Foto der Woche: ein wahrlich republikanischer Abend am vergangenen Montag in Neulußheim. Die SPD Neulußheim hatte zu „Ganztagsschule offen diskutiert“ eingeladen. Und alle Plätze im Evangelischen Gemeindezentrum waren besetzt. Die Freude von Ortsvereinsvorsitzender Miriam Walkowiak und mir an der munteren Debatte haben wir nicht versteckt.

02.11.2018

Liebe Freundinnen und Freunde der Freitagspost,

liebe Genossinnen und Genossen,

es gibt Zahlen, die brechen einem das Herz. Dahinter stecken einzelne Schicksale und man sollte im Sinne der Betroffenen und der Angehörigen als Politiker einfach schweigen. Aber aus Zahlen entstehen auch Statistiken – und diese müssen Politik auch aufrütteln können. Fast 300 Menschen sind in diesem Sommer in Deutschland in Flüssen, Teichen und in den Badeseen ertrunken. Es gibt eine Vielzahl von Gründen. Sicher auch, dass durch die Hitze mehr Menschen in die Seen gegangen sind und die körperliche Anstrengung noch einmal höher lag. Aber eine Zahl der DLRG ist erschreckend: 60% der Zehnjährigen können nicht sicher schwimmen, in der Gesamtbevölkerung beläuft sich der Anteil auf 52%. Schwimmen kann man lernen. Kann man? Wenn immer mehr Schwimmbecken in den Kommunen geschlossen werden, wenn immer weniger Eltern selbst schwimmen können, wenn der Schwimmunterricht in der Schule gestrichen wird, wenn man aus einem Land zugewandert ist, in dem Schwimmen nicht dazugehört? Wie kann man dann Schwimmen lernen?

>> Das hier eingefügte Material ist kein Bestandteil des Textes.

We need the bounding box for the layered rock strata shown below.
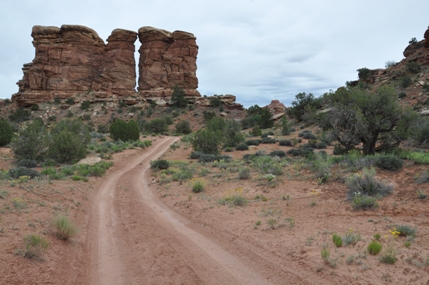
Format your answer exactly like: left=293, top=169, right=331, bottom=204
left=12, top=25, right=200, bottom=106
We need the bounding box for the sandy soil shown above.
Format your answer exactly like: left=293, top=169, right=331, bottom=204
left=0, top=137, right=429, bottom=284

Andreas Stoch und ich haben in der vergangenen Woche in Plankstadt das sanierungsbedürftige Lehrschwimmbecken besichtigt. Hier setzt sich eine Kommune dafür ein, ein Ort zu bleiben, in dem man „Schwimmen lernen kann“. Aber sollte das Land hier nicht unterstützen? Die Bäderallianz hat in dieser Woche gefordert, dass das Land der zunehmenden Bäderschließungen entgegenwirkt und einen Sanierungsfonds für die Kommunen auflegt. Diese Forderung finde ich richtig und ich freue mich, dass wir von der SPD-Landtagsfraktion einen solchen Fonds im Nachtragshaushalt beantragen werden. Es ist unsere Pflicht, dafür zu sorgen, dass unserer Kinder und Jugendlichen schwimmen können.

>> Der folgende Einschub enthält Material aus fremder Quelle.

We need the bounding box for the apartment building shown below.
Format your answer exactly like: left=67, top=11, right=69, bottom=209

Grundlage für mehr Sicherheit in unseren Hallen- und Freibädern sowie an Badeseen ist die Schaffung von ausreichend Wasserflächen für den Schwimmunterricht der Schulen und Vereine. Vielen Kommunen fehlt schlichtweg das Geld um ihre Hallen- und Freibäder in Schuss zu halten und einen ordnungsgemäßen Betrieb zu gewährleisten. Hier muss das Land, das über die Finanzmittel verfügt, zur Seite stehen. Schwimmen kann man lernen! Gute Politik kann man machen!

Mit roten Grüßen

 

Euer Daniel

 

Foto der Woche:  wir Mitglieder haben eine wichtige Entscheidung zu treffen. Leni Breymeier oder Lars Castellucci – wer soll unseren Landesverband führen? Am vergangenen Samstag stellten die beiden in der nordbadischen Runde ihre Konzepte vor. Ich habe dieses gute Gespräch gerne moderiert.